Estranho que o INCRA determine um ouvidor para notificar as pessoas e esteja sendo acompanhado por membro desta associação.

Vale lembrar que, se estão plantando, futuramente quando sair a regularização das terras, o solo estará corrigido, a terra destocada pronta para que o assentado possa sem dificuldade cultivar o que for determinado pelo projeto do assentamento, pode-se plantar pastagens para o fortalecimento da bacia leiteira ou qualquer outra cultura que tenha viabilidade econômica. 

Não estaria esta associação andando na contra mão da melhoria de vida das pessoas?

Foi neste contexto que um grupo de parceleiros criaram uma outra associação com o objetivo de apoiar e dar respaldo à quem quer cultivar a terra e viver dela.
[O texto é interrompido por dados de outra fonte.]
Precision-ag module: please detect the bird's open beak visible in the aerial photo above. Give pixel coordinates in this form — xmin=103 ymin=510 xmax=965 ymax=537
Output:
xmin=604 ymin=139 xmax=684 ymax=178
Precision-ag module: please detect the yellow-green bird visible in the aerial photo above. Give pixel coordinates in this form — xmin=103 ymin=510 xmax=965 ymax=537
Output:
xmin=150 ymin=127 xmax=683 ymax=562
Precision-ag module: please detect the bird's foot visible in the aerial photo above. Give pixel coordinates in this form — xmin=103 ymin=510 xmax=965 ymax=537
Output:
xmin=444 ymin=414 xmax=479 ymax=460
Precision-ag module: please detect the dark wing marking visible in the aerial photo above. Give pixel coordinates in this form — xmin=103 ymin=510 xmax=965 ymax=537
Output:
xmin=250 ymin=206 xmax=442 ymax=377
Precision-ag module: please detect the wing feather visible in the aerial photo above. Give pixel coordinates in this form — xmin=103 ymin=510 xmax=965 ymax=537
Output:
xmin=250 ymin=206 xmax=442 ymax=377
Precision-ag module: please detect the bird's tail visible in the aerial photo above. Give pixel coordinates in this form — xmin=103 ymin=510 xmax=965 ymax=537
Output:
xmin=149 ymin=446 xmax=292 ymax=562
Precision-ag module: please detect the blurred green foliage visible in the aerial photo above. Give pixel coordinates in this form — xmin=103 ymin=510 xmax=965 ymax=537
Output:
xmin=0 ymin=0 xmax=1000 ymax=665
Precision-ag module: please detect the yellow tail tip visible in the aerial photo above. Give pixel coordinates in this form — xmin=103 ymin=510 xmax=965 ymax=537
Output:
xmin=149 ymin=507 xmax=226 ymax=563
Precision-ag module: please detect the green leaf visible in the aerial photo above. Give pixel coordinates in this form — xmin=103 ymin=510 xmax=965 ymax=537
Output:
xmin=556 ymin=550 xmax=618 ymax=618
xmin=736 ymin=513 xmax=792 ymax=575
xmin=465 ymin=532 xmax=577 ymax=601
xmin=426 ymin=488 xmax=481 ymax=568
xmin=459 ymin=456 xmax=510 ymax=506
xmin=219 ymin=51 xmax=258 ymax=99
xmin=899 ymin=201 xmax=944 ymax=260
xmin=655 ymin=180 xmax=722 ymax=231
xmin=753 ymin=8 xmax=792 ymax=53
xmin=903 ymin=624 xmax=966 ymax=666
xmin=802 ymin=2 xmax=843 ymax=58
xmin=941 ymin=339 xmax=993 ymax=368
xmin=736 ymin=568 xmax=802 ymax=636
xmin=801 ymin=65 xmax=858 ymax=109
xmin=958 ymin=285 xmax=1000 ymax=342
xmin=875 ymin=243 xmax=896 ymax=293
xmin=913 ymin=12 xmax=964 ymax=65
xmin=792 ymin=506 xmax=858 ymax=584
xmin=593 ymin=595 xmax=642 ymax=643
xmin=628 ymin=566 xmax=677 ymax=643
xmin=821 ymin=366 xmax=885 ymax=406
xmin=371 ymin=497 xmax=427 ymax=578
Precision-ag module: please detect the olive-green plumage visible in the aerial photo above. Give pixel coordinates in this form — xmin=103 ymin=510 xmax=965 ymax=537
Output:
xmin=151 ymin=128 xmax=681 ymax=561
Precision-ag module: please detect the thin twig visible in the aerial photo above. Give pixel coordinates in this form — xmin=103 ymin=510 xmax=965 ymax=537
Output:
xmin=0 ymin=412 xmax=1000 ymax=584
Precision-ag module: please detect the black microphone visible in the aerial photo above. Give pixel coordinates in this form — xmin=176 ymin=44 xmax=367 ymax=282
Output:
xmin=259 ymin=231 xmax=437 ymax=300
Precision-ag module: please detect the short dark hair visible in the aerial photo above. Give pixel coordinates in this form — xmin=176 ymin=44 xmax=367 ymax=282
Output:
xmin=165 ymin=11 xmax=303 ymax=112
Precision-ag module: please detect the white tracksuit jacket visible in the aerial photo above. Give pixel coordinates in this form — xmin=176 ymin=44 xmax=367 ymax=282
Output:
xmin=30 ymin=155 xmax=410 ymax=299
Acontece que políticos locais e deputados com interesses obscuros, vem tentado atrapalha a vida de quem quer viver do seu próprio suor sem ter que está batendo continência para pessoas que se dizem representantes do povo quando na verdade só querem sugar e tirar proveito do suor alheio.

Ao tomar conhecimento deste tipo de situação, nossa equipe, na qualidade de cidadão vamos atrás da verdade e divulgar os objetivos do povo que luta pela sobrevivência e um país mais justo.